Reputation: 1120
I was using both require
and import
but got some different behaviors from both. Until now I was assuming that require
and import
are just ES5 vs ES6. I was doing the below:
abc.js
console.log("abc");
xyz.js
console.log("xyz");
hello.js
require("./abc");
import "./xyz";
and the second time when I changed the file and swapped the two lines.
hello.js
import "./xyz";
require("./abc");
Both the times it was giving the same output
xyz
abc
ie. output of require
was always after the import. If I use only import, or only import
, it was giving consoles as expected ie. one after the other.
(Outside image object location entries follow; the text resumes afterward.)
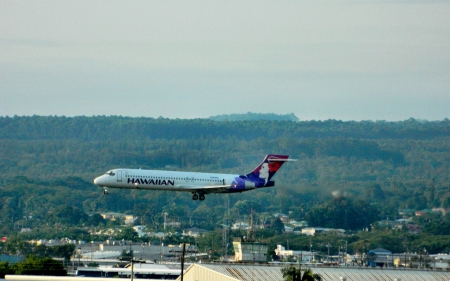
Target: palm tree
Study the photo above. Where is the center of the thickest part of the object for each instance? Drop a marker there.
(293, 274)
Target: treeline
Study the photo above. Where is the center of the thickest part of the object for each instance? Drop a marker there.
(47, 166)
(255, 116)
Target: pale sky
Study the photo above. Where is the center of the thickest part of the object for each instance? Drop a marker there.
(345, 60)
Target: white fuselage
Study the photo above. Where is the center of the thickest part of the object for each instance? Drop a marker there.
(165, 180)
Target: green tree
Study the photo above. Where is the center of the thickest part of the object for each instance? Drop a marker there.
(291, 273)
(277, 225)
(128, 233)
(39, 266)
(5, 269)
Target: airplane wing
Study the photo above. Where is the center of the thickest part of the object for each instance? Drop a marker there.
(204, 188)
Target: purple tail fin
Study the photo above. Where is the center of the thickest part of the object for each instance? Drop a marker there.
(262, 174)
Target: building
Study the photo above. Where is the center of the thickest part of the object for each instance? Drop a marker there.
(305, 256)
(310, 231)
(239, 272)
(250, 251)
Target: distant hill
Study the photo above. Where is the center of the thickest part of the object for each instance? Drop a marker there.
(249, 116)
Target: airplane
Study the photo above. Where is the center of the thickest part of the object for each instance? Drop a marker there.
(198, 184)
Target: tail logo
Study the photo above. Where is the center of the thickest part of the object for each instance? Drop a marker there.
(267, 169)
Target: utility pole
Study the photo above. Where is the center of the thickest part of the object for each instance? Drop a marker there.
(182, 261)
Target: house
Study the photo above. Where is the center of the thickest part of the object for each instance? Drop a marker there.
(194, 232)
(310, 231)
(303, 255)
(240, 225)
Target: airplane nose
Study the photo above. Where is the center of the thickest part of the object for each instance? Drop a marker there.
(97, 181)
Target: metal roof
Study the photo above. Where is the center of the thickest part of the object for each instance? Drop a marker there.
(273, 273)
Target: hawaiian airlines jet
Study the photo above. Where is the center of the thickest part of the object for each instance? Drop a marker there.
(198, 184)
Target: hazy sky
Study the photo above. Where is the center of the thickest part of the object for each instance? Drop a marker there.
(347, 60)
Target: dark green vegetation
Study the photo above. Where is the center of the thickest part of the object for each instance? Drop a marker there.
(349, 174)
(291, 273)
(34, 265)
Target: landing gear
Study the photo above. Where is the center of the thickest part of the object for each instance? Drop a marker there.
(196, 196)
Can anyone help in understanding this?
Upvotes: 1
Views: 124
Reputation: 9330
Since ES6 modules yet to be implemented(not sure) in node.js, I'm assuming you're using babel for transpiling export, import
statements.
When babel transpiling the code it always place the import statements at the top of the module, therefore this happens. You can test it in REPL.
More in depth details on import
and require
Upvotes: 1
Reputation: 70075
Modules declared in hello.js
via import
are imported before any code in hello.js
is run. It doesn't matter if the import
statement appears after another statement. The module is still loaded before the code is run. So that is why you are getting "xyz" first no matter where you put the import
statement.
require()
on the other hand is programmatic. The module code is run when the require()
statement is encountered while your program is running.